Traditional approaches to sarcasm detection have primarily relied on early machine learning models like Logistic Regression and Support Vector Machine (SVM). Previous work used handcrafted features consisting lexical patterns, syntactic structures, and metadata like user profiles or context-specific information to identify sarcastic expressions [6]. These models were effective to some extent but struggled to handle the inherent complexity and scope of sarcastic language, especially when contextual clues or tone were in play. Furthermore, these methods had to be more generalizable across a wider range of linguistic context. The transformer models, especially Bidirectional Encoder Representations from Transformers (BERT)-based models, have shown promise by leveraging bidirectional context and long-range dependencies [3]. Despite the improvements in understanding the context, these models face significant limitations regarding sarcasm detection. The limitations include an oversimplification of sarcasm as a binary classification task, sparse representation of sarcastic examples in general-purpose datasets, and difficulty fully incorporating broader contextual knowledge, such as tone or speaker intent, which are critical for recognizing sarcastic expressions and statements.

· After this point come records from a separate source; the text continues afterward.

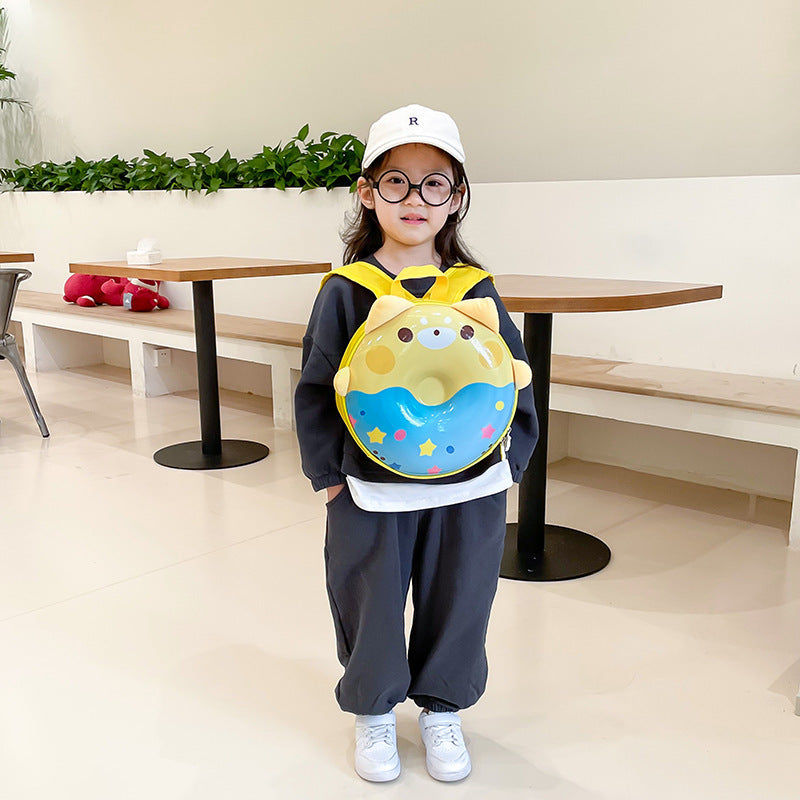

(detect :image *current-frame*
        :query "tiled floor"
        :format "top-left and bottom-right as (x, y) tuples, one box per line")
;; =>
(0, 364), (800, 800)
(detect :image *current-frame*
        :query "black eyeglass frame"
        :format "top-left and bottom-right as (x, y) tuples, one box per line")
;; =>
(365, 169), (458, 208)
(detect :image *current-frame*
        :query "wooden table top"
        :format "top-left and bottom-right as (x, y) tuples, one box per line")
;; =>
(0, 250), (33, 264)
(495, 275), (722, 314)
(69, 256), (331, 282)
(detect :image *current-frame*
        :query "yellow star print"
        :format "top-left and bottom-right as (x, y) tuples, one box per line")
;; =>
(419, 439), (436, 456)
(367, 425), (386, 444)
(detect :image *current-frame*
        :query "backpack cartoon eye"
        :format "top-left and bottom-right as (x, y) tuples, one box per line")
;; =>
(326, 264), (531, 480)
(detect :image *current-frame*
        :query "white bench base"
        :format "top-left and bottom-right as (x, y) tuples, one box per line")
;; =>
(550, 383), (800, 548)
(13, 305), (302, 430)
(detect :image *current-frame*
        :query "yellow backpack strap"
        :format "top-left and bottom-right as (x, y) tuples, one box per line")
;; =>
(319, 261), (392, 297)
(320, 261), (494, 303)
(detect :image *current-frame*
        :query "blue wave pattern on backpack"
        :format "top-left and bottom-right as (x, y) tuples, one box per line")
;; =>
(345, 383), (516, 478)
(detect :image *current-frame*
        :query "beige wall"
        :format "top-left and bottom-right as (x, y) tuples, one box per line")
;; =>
(0, 0), (800, 182)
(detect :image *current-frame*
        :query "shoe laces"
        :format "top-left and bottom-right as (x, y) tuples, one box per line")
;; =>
(428, 722), (461, 747)
(361, 724), (394, 747)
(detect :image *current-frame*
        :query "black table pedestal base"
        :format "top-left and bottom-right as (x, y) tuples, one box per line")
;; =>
(500, 522), (611, 581)
(153, 439), (269, 469)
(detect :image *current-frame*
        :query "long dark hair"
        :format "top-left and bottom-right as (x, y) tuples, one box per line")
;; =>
(342, 150), (483, 269)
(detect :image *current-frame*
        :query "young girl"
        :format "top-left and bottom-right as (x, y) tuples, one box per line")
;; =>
(295, 105), (538, 781)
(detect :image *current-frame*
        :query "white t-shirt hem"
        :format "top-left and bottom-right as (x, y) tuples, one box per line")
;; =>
(347, 459), (514, 512)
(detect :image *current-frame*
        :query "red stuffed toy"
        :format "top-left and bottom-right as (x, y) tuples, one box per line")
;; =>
(108, 278), (169, 311)
(64, 274), (121, 308)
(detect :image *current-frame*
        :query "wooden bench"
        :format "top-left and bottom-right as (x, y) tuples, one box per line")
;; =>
(12, 291), (305, 429)
(550, 355), (800, 547)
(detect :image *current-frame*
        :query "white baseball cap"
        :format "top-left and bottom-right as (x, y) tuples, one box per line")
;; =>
(361, 105), (464, 169)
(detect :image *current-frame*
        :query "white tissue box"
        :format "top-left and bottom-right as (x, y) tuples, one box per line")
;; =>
(128, 250), (161, 266)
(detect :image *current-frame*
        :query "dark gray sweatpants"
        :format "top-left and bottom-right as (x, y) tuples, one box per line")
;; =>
(325, 486), (506, 714)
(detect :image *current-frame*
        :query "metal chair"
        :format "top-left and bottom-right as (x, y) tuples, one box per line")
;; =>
(0, 267), (50, 439)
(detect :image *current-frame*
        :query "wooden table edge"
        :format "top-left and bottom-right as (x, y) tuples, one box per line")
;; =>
(69, 259), (331, 283)
(0, 250), (35, 264)
(498, 284), (723, 314)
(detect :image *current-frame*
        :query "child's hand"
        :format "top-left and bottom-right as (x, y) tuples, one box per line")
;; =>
(325, 483), (344, 503)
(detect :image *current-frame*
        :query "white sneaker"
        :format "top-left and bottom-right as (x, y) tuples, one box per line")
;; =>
(419, 711), (472, 781)
(356, 711), (400, 782)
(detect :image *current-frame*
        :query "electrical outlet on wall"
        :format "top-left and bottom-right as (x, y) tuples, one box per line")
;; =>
(151, 347), (172, 367)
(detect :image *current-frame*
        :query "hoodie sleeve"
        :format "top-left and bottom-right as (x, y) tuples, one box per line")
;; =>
(294, 276), (374, 491)
(466, 280), (539, 483)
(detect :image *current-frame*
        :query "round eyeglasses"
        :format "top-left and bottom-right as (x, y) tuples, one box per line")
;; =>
(372, 169), (456, 206)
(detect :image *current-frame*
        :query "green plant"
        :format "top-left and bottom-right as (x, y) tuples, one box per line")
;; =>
(0, 125), (364, 194)
(0, 8), (30, 110)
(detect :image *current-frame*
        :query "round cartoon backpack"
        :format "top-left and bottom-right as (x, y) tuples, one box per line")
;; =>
(326, 262), (531, 479)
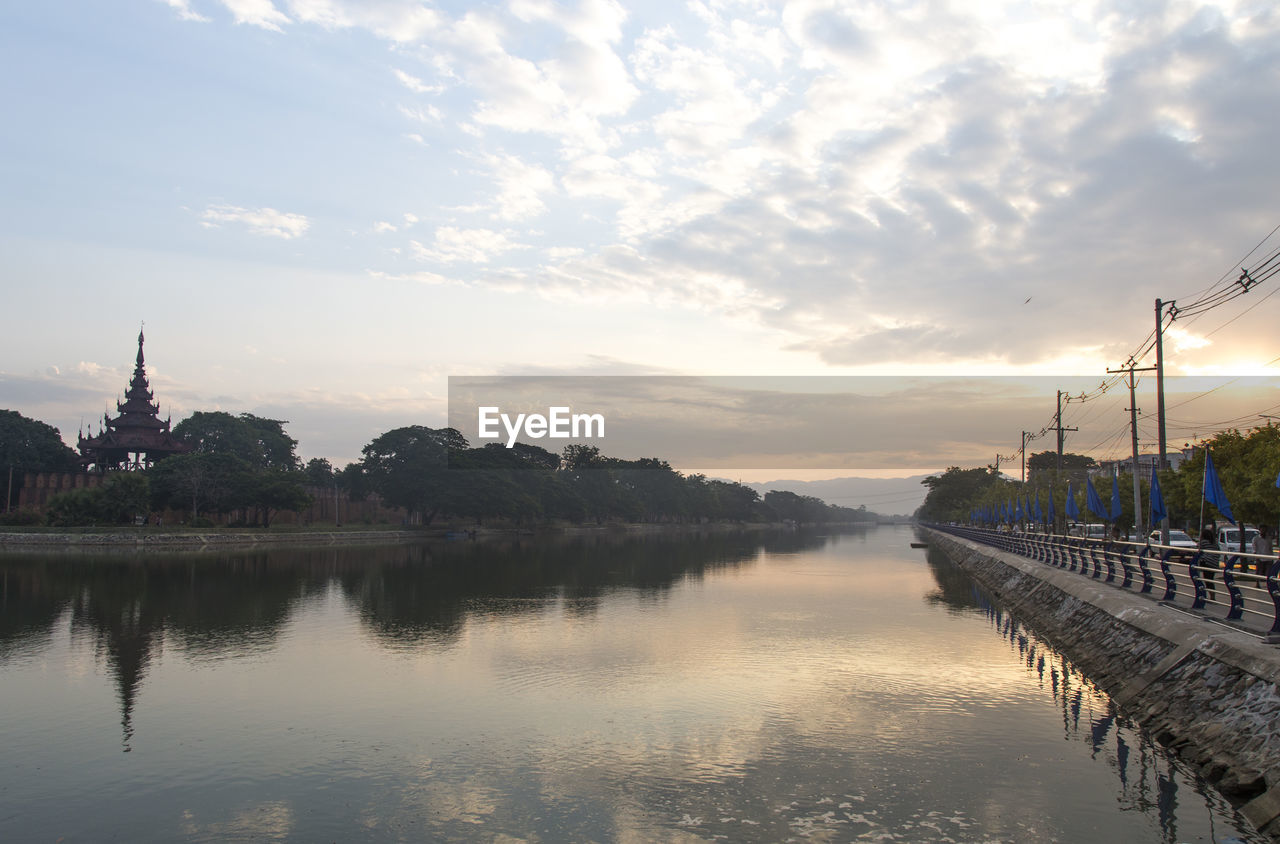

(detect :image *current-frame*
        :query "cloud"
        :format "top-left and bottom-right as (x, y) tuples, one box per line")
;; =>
(288, 0), (442, 44)
(410, 225), (525, 264)
(485, 155), (556, 220)
(201, 205), (311, 239)
(219, 0), (289, 32)
(393, 68), (444, 93)
(164, 0), (209, 23)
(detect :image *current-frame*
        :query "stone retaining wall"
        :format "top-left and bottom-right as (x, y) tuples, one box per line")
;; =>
(929, 530), (1280, 840)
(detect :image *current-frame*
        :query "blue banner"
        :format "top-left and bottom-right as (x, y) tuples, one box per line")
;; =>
(1151, 464), (1169, 528)
(1084, 478), (1111, 521)
(1203, 448), (1235, 525)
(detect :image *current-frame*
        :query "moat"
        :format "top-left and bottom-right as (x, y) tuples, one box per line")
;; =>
(0, 526), (1254, 843)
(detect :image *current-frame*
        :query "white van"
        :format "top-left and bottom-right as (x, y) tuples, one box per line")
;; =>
(1217, 526), (1258, 553)
(1066, 521), (1107, 539)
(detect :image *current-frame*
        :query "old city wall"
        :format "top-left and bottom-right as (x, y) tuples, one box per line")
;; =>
(8, 471), (407, 525)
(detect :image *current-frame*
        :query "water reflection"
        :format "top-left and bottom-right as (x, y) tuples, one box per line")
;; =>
(0, 533), (808, 752)
(0, 530), (1259, 844)
(925, 549), (1266, 844)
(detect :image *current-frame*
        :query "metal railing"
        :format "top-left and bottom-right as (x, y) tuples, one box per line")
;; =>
(928, 524), (1280, 643)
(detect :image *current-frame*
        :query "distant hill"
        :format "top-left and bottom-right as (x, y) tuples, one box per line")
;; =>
(742, 474), (929, 516)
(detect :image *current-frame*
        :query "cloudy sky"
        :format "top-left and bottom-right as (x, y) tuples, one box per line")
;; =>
(0, 0), (1280, 474)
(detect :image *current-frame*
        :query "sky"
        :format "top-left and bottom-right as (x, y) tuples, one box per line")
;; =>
(0, 0), (1280, 480)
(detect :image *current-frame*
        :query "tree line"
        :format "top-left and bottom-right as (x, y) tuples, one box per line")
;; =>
(0, 411), (876, 526)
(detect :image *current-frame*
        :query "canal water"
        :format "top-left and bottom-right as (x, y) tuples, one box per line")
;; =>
(0, 526), (1257, 844)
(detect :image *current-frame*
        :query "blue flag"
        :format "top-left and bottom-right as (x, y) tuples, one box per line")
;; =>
(1202, 448), (1235, 525)
(1151, 464), (1169, 528)
(1084, 478), (1111, 521)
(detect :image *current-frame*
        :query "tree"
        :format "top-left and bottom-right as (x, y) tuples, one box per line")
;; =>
(1027, 451), (1098, 484)
(0, 410), (78, 473)
(246, 469), (312, 528)
(302, 457), (334, 487)
(147, 452), (250, 520)
(915, 466), (1004, 521)
(173, 411), (298, 471)
(361, 425), (467, 524)
(47, 471), (151, 526)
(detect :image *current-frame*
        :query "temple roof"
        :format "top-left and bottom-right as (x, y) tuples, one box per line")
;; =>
(78, 330), (188, 467)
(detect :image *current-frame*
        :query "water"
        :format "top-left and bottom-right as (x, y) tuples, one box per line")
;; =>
(0, 528), (1254, 843)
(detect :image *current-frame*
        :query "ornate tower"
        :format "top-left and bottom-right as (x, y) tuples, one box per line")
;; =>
(78, 329), (189, 471)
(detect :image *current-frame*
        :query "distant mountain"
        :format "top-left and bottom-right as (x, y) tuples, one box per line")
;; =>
(742, 474), (929, 516)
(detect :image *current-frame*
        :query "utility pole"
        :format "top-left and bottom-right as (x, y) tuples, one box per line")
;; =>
(1050, 389), (1079, 530)
(1107, 357), (1156, 537)
(1156, 298), (1178, 546)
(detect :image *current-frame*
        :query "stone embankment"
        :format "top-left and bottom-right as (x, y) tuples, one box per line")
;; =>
(929, 530), (1280, 840)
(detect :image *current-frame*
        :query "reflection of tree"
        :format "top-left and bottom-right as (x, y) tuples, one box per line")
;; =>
(952, 571), (1247, 844)
(0, 565), (70, 663)
(0, 551), (328, 751)
(0, 533), (826, 751)
(924, 546), (986, 612)
(338, 533), (826, 647)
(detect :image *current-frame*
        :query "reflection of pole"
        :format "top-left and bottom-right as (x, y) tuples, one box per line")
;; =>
(1156, 298), (1172, 546)
(1107, 357), (1164, 538)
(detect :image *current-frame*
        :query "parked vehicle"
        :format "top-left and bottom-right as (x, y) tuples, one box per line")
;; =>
(1147, 530), (1199, 548)
(1066, 523), (1107, 539)
(1217, 528), (1258, 552)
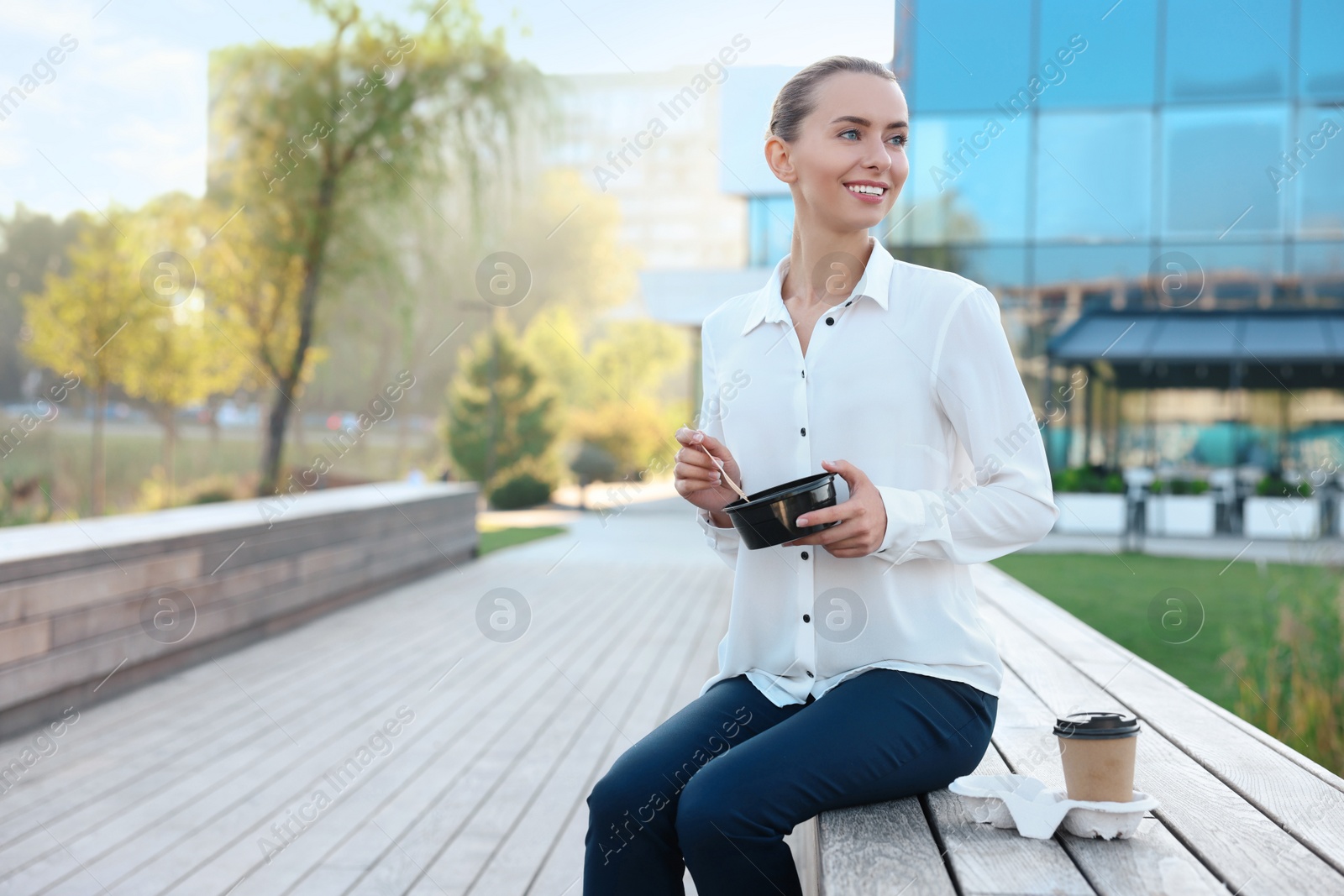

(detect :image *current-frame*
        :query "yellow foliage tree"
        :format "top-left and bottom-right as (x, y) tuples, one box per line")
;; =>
(23, 208), (138, 516)
(118, 193), (253, 504)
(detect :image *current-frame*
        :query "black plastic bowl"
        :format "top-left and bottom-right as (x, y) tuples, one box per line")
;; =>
(723, 473), (840, 551)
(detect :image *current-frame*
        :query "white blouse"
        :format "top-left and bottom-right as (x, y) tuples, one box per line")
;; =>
(696, 237), (1059, 706)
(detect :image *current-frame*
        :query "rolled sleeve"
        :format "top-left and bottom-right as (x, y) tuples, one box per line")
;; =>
(874, 285), (1059, 563)
(695, 318), (742, 569)
(695, 508), (742, 569)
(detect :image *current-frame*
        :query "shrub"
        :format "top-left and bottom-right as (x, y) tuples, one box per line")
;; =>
(1151, 479), (1208, 495)
(1255, 473), (1312, 498)
(1051, 466), (1125, 495)
(486, 458), (556, 511)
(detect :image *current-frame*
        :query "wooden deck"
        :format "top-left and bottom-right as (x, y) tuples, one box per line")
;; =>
(0, 500), (1344, 896)
(0, 502), (731, 896)
(818, 564), (1344, 896)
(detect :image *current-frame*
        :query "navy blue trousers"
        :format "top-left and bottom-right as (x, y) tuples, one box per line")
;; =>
(583, 669), (999, 896)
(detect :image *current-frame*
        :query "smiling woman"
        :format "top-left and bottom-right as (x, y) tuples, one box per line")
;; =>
(583, 56), (1058, 896)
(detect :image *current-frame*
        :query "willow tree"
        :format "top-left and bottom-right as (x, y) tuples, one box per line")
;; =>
(210, 0), (543, 495)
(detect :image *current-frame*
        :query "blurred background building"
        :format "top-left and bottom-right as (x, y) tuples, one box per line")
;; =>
(571, 0), (1344, 496)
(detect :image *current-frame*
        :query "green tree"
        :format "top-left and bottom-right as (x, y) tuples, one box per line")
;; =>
(23, 208), (138, 516)
(118, 193), (251, 504)
(210, 0), (542, 495)
(444, 316), (559, 491)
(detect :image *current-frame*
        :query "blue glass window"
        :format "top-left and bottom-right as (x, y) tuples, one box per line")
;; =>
(1290, 106), (1344, 238)
(748, 195), (793, 267)
(1037, 110), (1153, 240)
(1163, 105), (1288, 240)
(896, 0), (1031, 116)
(902, 113), (1031, 244)
(1165, 0), (1295, 102)
(1037, 0), (1158, 109)
(1293, 0), (1344, 99)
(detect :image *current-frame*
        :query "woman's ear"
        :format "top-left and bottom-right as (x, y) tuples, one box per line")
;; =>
(764, 134), (798, 184)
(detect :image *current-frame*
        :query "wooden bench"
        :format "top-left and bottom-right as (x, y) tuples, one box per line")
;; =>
(791, 564), (1344, 896)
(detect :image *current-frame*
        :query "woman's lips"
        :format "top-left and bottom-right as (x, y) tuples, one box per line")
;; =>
(844, 186), (887, 206)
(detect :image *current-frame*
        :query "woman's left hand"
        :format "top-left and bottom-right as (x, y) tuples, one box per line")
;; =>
(784, 461), (887, 558)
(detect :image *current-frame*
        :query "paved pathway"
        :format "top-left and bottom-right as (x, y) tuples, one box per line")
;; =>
(0, 498), (758, 896)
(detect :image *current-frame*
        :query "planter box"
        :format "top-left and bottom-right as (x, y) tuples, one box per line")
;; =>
(1144, 493), (1216, 538)
(1242, 495), (1321, 538)
(1051, 491), (1125, 535)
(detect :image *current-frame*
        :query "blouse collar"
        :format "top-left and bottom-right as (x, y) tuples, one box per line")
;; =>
(742, 233), (896, 336)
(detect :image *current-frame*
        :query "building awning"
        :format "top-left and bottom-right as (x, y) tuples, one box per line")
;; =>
(1046, 307), (1344, 390)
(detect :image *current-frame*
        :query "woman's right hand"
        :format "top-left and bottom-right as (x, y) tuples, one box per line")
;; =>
(672, 426), (742, 515)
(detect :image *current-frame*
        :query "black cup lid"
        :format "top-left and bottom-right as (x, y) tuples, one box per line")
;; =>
(1055, 712), (1138, 739)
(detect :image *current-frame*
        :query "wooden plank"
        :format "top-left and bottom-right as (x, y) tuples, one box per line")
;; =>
(449, 576), (714, 893)
(817, 797), (957, 896)
(410, 569), (695, 896)
(524, 560), (732, 896)
(216, 563), (655, 896)
(108, 563), (642, 892)
(0, 561), (513, 892)
(988, 563), (1344, 874)
(972, 563), (1344, 790)
(336, 567), (672, 894)
(3, 607), (462, 885)
(981, 605), (1344, 896)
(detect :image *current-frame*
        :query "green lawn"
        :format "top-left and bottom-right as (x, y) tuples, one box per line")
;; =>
(481, 525), (569, 556)
(993, 553), (1344, 720)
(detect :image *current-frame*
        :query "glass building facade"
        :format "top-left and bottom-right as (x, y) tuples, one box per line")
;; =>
(742, 0), (1344, 305)
(887, 0), (1344, 305)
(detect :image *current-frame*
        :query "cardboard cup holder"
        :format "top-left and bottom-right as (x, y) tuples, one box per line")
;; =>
(948, 775), (1161, 840)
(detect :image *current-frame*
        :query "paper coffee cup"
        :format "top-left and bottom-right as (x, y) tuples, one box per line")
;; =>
(1053, 712), (1138, 804)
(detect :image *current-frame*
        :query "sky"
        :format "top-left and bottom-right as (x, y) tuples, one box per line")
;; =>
(0, 0), (894, 217)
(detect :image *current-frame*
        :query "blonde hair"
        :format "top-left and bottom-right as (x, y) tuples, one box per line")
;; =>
(764, 56), (896, 143)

In this study, we introduce a novel method of sarcasm detection based on the Mixture of Experts (MoE) model [4,13]. To addresses the limitations of existing methods by combining multiple BERT-based expert networks, each specializing in a different aspect of sarcasm detection and employing a dynamic gating mechanism to route input samples to the most appropriate expert. This specialization allows the model to handle various challenges in distinguishing sarcasm more effectively. The contributions of this paper include: (1) Provided analysis on existing sarcasm detection methods, ranging from early machine learning models to transformer-based methods. (2) Proposed a sarcasm detection method using the MoE structure, which provides a solution to the challenges of sarcasm detection by integrating specialized experts. (3) Demonstrated the effectiveness of the MoE based method through experiments, which offers improved F1-score in detecting sarcastic expressions.

2. Related Work

Sentiment analysis has become an area of abound in the broad field of NLP and identifying sarcasm is a subtask of it. Sarcasm often involves a contradiction between literal and intended meanings, making traditional NLP models struggles to interpret. Effective sarcasm detection is crucial for accurately analyzing sentiment and user intent, especially in social media which is dominated by sarcasm. This section explores and discusses various methods in sarcasm detection, providing insights into the existing methods.

Traditional machine learning models, namely SVM and Logistic Regression, are primarily used for the early work on sarcasm detection [5]. These approaches were practically relying on the handcrafted features, such as lexical, syntactic, semantic pattern, and user and context specific information. However, these methods struggled to capture the complexities and nuances of sarcastic language, especially in cases where contextual or tonal cues were necessary. Bamman et al. introduced a binary logistic regression model for detecting sarcasm on Twitter by incorporating features from the tweet, the author, the audience, and the environmental context [6]. The method relies upon manually extracted features and achieves good performance. This also makes it lack the ability to generalize across broader linguistic contexts. To address data imbalance issues, Liu et al. proposed an ensemble learning approach, MSELA, which integrates multiple strategies to better handle the class imbalance [7]. Their method incorporated feature selection and boosting techniques, though it faced challenges capturing deeper contextual dependencies inherent in sarcasm.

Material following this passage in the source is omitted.